I agree that that is awful, but I couldn't come up with a better way that LO still understood.
Why are we checking: case TOK_INVISIBLE_CHAR: { size_t len = g_utf8_next_char(token + 1) - (token + 1); if (len > 0) { if (phase != 1 && with_extension) { We should write the invisible characters alsowhen we are in phase =1. With this check we get: '_(* "-"??_)' ---> '_(-# '
The problem here is failure to properly detect end of phase 1/2. "_)" should be in phase 3. A true phase-1 case would be 000_-000_-000 and I really don't know what to write for that.
I think the obvious choice would be to use the gnm:invisible element inside the number:embedded-text element in exactly the way we are already using it inside number:text. In both cases we have character content and some of those symbols should be invisible.
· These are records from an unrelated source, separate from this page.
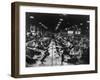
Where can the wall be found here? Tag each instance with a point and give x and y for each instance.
(5, 40)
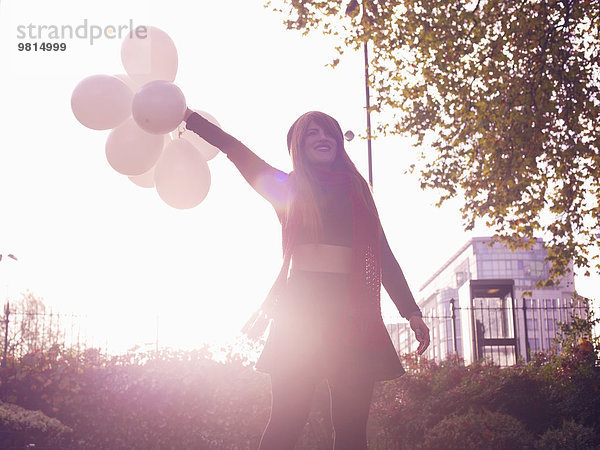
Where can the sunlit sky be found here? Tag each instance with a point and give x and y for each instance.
(92, 243)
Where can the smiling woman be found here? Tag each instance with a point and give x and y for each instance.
(325, 312)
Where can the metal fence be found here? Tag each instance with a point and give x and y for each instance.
(501, 335)
(28, 328)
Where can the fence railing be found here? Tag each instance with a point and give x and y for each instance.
(534, 328)
(25, 331)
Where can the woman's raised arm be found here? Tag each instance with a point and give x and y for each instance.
(269, 182)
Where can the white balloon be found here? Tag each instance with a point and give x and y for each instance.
(208, 151)
(101, 102)
(149, 54)
(158, 107)
(182, 176)
(146, 180)
(132, 151)
(129, 82)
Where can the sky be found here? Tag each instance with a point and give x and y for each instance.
(90, 242)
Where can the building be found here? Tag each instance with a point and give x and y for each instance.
(483, 303)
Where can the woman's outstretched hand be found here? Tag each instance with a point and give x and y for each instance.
(421, 333)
We're down to this: - [...] Format="_(* 0.00_);_(* (0.00);_(* "-"??_);_(@_)" + [...] Format="_(0.00_);_((0.00);_(-#_);_(@_)"
LibreOffice saves ?? as #, so currently we are matching that. Nevertheless I think we can do better by adding a gnm:min-integer-characters attribute to number:number. In connection with number:min-integer-digits this would allow us to store things like ??000 as gnm:min-integer-characters="5" number:min-integer-digits="3"
- [...] Format="_(* 0.00_);_(* (0.00);_(* "-"??_);_(@_)" + [...] Format="_(* 0.00_);_(* (0.00);_(* -#_);_(@_)" That's a match for anything but zero.
We now have: </gnm:Style> - Format="_(* 0.00_);_(* (0.00);_(* "-"??_);_(@_)"> + Format="_(* 0.00_);_(* (0.00);_(* -??_);_(@_)"> So the only difference is whether we quote - or not.
The only effect of having quotes or not is to make us not recognize this as an accounting format in the gui. (I think -- haven't tested.)
This problem has been fixed in our software repository. The fix will go into the next software release. Thank you for your bug report. If more problems arise I will open a new bug.